Really? More wintry weather in the forecastWith this month on track to be one of the snowiest Aprils on record, it seems Mother Nature didn’t get the note about the change in seasons. Just look at the snowfall totals for evidence: normal snowfall for April is 6.9inches — as of Monday, the Northland had seen 23.9 inches according to the National Weather Service.
By: Jana Peterson, Pine Journal
With this month on track to be one of the snowiest Aprils on record, it seems Mother Nature didn’t get the note about the change in seasons. Just look at the snowfall totals for evidence: normal snowfall for April is 6.9inches — as of Monday, the Northland had seen 23.9 inches according to the National Weather Service.
The snow got so heavy in Cloquet last Thursday that the local postmaster called letter carriers off the street because of whiteout conditions.
“It was the first time that’s happened in five or six years,” said letter carrier Lance Wuolett Friday morning, as he trudged through drifted snow so high that it occasionally crept inside his knee-high boots. Wuolett said he was running late halfway through his route, because it was hard work getting through the snow.
The snow was falling so fast — and blowing sideways much of Thursday— that many Northland businesses and all Carlton County schools closed early, including all Carlton County offices and courthouse.
Postmaster Sue Lindquist said pulling the letter carriers (and their white vans) off the street was a safety issue.
“You couldn’t see in front of you,” she said, adding that she evaluates on a snowstorm by snowstorm basis. “It was the worst I’ve ever seen it. I wouldn’t want anyone to get hit or fall down.”
With another wave of snow, sleet and rain a possibility for Wednesday night through Friday, Cloquet Police Chief Wade Lamirande said people need to avoid unnecessary travel when conditions are bad.
Even if it is spring.
“It was a dangerous storm [last Thursday],” Lamirande said. “People need to exercise good judgment in conditions like that. If you don’t have to travel, simply wait. We get enough advance forecasts now, you can get your eggs, milk or movie before the storm hits. Then just stay home. And get your car off the street so the plows can do their work.”
Last Thursday was a busy one for the Cloquet Police Department. Officer Kerrick Johnson said there were nine accidents in town between 11 a.m. and 5 p.m., with no serious injuries. Johnson responded to five of those himself. One was a “triple” accident, in which a car coming down Big Lake Road slid into another car, which slid into a third car.
“Some people were driving a little too fast for conditions; others were more visibility issues,” Johnson said. “We’re lucky we didn’t have a lot of our usual calls — I think people just hunkered down at home.”
Across the state, the spring snowstorm was blamed for more than 700 accidents, including a double fatality in Duluth Friday.
It’s not over yet.
As the Pine Journal went to press, the National Weather Service was expecting precipitation — in the form of rain, sleet or four-plus inches snow — to move into the region Wednesday night and last through much of Friday.

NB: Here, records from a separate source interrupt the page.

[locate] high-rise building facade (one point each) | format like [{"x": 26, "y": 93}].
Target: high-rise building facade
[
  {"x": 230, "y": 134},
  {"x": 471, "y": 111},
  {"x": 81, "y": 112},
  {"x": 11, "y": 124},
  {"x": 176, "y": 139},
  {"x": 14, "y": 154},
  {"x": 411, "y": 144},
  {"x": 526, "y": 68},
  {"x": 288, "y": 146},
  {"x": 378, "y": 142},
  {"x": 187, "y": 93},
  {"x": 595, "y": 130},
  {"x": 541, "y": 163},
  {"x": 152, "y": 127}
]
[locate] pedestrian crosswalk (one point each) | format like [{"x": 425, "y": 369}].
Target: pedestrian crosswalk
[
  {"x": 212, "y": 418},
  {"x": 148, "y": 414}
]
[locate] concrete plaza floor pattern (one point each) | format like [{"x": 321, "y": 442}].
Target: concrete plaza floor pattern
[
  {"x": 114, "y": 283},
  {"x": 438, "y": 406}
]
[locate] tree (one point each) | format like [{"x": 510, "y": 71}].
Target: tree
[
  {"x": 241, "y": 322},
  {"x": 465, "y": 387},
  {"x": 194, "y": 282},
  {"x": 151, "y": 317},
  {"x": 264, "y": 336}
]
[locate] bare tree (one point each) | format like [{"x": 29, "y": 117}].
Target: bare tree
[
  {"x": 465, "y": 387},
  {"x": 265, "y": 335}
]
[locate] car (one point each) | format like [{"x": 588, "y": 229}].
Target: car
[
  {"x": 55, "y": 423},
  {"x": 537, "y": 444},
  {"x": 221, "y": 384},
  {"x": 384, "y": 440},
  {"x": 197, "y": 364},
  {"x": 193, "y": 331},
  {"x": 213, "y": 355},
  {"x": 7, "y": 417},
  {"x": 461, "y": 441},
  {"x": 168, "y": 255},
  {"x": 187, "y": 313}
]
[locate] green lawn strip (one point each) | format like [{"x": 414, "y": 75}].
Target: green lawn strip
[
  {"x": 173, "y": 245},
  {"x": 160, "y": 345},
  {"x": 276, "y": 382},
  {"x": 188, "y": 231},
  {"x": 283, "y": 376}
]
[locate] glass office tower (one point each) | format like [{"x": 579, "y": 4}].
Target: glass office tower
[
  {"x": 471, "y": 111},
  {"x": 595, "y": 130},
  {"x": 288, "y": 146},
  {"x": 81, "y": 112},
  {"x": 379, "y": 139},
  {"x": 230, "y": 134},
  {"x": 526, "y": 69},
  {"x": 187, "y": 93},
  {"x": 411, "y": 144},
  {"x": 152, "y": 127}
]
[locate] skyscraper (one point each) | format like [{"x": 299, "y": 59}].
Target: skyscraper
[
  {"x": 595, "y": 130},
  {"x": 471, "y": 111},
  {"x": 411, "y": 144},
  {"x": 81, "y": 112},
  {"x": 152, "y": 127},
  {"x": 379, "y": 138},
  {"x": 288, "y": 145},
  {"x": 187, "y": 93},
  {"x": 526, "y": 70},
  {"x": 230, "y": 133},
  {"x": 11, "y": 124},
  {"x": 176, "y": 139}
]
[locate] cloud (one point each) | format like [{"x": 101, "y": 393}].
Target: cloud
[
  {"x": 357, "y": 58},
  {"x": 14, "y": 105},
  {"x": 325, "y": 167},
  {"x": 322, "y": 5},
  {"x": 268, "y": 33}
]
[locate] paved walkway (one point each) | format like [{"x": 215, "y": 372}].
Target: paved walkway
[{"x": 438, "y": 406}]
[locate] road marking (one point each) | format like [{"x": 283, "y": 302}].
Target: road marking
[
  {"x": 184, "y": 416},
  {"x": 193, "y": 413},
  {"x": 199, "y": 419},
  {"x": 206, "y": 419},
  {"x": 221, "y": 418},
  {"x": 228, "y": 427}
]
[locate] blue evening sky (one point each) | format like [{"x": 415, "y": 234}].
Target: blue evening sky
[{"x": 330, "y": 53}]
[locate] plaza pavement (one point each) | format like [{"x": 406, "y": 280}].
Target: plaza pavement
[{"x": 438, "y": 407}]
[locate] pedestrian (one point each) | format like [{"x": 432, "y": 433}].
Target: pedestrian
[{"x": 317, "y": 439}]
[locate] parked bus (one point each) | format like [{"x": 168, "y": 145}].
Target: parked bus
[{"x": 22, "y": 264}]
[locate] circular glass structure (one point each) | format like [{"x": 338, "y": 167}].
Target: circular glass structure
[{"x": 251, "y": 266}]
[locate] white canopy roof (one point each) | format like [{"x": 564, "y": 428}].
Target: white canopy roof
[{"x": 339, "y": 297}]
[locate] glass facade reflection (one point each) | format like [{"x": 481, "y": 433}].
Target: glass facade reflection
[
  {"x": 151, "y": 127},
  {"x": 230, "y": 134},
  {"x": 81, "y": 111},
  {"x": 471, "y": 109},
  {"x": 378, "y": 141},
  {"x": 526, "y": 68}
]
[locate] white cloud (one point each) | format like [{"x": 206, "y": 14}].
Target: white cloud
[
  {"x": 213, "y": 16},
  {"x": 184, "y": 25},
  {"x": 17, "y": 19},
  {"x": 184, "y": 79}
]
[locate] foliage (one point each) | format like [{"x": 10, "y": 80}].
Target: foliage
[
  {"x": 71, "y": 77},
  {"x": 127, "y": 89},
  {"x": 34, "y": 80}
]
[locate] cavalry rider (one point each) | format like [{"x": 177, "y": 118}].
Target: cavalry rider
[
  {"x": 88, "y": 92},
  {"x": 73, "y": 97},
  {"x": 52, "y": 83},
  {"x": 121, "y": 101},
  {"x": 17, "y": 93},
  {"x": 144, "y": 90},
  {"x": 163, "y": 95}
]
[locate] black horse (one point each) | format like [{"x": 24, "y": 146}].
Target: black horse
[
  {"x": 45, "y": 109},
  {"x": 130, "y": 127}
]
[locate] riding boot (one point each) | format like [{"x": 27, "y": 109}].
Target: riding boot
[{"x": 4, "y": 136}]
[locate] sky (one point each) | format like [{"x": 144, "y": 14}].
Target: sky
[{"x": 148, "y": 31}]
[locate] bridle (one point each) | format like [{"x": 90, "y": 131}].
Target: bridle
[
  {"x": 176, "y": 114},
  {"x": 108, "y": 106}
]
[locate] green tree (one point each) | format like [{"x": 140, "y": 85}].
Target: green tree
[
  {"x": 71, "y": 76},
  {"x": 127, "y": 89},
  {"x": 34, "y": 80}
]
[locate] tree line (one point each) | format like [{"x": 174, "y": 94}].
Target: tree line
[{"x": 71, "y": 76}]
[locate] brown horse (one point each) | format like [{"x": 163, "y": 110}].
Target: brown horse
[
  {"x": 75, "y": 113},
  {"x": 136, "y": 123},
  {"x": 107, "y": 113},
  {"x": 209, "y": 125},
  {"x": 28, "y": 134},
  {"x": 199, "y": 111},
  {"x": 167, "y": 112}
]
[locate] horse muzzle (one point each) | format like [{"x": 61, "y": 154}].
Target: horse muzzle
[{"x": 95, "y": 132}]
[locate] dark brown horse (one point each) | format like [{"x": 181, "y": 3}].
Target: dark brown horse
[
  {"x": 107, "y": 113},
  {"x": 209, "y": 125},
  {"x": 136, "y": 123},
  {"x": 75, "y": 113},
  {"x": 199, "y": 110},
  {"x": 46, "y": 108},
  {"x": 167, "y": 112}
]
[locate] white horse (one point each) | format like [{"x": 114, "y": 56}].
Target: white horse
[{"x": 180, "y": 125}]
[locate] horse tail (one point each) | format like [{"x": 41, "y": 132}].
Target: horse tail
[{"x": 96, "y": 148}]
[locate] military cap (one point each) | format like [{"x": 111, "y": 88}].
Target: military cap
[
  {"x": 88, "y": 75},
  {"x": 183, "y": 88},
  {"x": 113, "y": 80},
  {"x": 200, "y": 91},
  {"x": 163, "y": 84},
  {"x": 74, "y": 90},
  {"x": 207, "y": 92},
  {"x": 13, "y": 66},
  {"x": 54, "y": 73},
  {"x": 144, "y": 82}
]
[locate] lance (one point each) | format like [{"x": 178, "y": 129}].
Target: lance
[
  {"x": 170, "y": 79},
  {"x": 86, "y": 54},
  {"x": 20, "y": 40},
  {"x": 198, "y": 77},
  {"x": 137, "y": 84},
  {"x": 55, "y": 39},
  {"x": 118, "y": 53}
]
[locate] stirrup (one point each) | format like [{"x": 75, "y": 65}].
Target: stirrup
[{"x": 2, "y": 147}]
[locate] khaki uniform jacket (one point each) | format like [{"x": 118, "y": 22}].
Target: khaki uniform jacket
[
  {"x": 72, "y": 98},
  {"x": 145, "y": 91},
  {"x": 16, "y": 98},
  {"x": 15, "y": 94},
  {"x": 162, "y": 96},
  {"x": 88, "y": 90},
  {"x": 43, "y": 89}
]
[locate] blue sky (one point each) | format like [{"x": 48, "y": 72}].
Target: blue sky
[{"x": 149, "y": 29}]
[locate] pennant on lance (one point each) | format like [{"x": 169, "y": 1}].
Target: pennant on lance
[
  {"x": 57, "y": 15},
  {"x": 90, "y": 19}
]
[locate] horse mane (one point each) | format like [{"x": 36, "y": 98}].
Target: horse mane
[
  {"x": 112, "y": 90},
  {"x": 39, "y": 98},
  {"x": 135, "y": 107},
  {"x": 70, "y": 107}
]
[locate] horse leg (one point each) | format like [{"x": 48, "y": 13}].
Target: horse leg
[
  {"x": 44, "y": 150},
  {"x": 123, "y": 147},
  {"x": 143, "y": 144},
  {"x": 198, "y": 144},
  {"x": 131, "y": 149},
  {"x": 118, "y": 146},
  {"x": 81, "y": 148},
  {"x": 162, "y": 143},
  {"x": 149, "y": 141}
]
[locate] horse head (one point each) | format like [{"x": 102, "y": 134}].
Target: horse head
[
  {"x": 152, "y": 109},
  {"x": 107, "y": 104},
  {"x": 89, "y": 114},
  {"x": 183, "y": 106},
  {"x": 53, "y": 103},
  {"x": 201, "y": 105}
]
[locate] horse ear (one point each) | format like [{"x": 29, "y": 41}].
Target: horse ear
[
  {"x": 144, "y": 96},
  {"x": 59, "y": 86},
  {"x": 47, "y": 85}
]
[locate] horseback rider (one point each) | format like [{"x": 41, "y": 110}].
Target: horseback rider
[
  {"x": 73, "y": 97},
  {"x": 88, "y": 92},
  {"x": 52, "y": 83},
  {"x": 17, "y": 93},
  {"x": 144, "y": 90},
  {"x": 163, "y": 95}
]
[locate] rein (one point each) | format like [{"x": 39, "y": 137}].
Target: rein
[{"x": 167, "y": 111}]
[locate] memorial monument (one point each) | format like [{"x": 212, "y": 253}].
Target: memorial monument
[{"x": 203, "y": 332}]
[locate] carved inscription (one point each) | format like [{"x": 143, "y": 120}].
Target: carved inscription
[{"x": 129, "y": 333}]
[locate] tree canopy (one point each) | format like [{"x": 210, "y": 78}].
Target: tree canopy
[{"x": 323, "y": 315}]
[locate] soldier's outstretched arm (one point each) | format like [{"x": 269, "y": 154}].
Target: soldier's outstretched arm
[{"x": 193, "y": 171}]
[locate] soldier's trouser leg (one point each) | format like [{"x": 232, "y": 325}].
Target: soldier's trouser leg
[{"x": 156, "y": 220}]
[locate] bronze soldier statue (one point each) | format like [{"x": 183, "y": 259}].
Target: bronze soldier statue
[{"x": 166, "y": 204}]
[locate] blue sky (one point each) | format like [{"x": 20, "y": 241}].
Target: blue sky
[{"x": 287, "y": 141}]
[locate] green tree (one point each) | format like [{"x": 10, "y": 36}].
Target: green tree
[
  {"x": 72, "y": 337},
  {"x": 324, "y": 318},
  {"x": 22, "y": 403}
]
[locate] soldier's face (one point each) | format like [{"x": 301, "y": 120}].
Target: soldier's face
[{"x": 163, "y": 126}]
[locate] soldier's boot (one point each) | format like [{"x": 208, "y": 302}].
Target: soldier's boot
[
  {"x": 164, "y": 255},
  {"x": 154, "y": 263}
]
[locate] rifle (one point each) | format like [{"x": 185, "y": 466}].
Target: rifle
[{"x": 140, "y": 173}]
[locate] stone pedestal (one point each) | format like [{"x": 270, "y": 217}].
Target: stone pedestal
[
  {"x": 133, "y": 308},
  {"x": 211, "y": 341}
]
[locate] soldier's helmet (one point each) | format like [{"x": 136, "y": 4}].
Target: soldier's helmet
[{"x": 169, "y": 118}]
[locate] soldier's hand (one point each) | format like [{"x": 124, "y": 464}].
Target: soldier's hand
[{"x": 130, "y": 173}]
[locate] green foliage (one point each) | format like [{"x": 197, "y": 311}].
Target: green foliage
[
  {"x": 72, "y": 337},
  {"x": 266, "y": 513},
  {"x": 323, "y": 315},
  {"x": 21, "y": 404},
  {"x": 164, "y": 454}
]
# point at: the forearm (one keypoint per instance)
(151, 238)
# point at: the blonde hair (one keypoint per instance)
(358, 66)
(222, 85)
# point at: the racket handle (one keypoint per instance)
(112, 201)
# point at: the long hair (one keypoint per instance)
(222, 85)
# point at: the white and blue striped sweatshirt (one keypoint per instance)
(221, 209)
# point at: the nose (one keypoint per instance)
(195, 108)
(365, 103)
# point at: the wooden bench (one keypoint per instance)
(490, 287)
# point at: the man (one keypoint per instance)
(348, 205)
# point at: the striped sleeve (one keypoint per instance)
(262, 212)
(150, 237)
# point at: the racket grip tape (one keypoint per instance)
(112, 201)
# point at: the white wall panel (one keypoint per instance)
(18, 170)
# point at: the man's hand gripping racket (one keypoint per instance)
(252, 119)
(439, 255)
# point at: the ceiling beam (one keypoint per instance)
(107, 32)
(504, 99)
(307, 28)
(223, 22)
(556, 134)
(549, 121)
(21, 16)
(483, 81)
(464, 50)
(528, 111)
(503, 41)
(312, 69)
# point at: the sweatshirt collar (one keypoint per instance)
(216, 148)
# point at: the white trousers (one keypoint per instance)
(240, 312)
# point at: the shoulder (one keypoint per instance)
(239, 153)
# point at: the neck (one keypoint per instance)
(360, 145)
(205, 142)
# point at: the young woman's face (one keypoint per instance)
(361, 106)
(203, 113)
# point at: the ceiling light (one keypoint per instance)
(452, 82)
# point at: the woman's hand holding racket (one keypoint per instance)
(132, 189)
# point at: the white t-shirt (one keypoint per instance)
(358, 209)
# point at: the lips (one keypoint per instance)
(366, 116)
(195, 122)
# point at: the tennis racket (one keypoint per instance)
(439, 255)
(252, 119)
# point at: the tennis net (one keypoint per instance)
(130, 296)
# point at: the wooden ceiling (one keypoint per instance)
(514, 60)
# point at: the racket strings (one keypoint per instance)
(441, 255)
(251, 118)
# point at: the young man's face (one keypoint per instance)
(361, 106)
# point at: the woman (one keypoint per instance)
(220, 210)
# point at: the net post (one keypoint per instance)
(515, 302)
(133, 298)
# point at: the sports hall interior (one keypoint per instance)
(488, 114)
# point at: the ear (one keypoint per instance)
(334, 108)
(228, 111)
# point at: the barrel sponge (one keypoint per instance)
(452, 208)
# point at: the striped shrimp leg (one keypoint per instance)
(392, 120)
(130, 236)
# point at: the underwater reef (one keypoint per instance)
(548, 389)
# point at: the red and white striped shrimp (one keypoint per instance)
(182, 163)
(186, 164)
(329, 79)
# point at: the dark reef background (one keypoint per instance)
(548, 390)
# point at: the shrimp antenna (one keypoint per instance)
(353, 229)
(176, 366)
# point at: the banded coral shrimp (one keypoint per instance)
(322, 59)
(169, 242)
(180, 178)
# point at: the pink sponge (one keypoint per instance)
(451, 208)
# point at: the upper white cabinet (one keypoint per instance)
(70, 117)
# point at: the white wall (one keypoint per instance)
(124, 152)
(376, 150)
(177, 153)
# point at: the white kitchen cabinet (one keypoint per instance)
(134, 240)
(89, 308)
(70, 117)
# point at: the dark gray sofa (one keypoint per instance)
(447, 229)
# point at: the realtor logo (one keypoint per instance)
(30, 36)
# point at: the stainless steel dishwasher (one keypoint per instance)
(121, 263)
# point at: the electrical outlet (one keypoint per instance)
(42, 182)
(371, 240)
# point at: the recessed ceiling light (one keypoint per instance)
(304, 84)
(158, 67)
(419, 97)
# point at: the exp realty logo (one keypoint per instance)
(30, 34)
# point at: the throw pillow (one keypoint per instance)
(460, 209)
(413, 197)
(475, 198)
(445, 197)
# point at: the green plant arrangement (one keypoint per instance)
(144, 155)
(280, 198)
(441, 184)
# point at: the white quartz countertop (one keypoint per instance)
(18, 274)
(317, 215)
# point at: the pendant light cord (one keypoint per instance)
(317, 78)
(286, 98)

“Multiple periods of wintry weather will continue over the western Lake Superior region through Friday,” the winter storm watch notice stated.
But exactly where the rain-snow line will develop, and what areas will see the heaviest snow, “we’re unsure yet,” said Carol Christenson, warning coordination meteorologist for the National Weather Service in Duluth.
“That’s why we’re being very wishy-washy with this forecast,” Christenson said.
Forecasters are confident it’s going to be a large, long event, but not exactly the precipitation type.
Areas to the north, such as International Falls, should see only an inch or two of snow while, to the south, the Twin Cities will see all rain.
And to cap off the latest in a seemingly endless round of winter storms, Saturday morning could bring record-cold temperatures for parts of the region. Duluth’s current record low for April 20 is 14 degrees, “and we could beat that,” Christenson said.
Duluth (where the NWS office is located) has seen 102.5 inches of snow so far this year — nearly 70 inches of that in February, March and April — to rocket into 14th on the all-time snowiest list, although well behind the record of 135.4 inches set in 1995-96. It also could be the latest ever that 20 inches of snow has been on the ground. The old record was April 15 in 1975 and 1950.
But a warm-up is in the forecast, with highs in the upper 40s early next week and maybe 50s for the last weekend in April. There’s still no mention of 60 degrees, though. We haven’t seen it that warm since Oct. 16.
There’s a chance of lighter rain or snow early next week. But there’s also a chance, Christenson noted, that this storm could be the last of the big snow events that have made it a very wintry spring.
“Let’s hope so,” she said.
The Duluth News Tribune contributed to this story.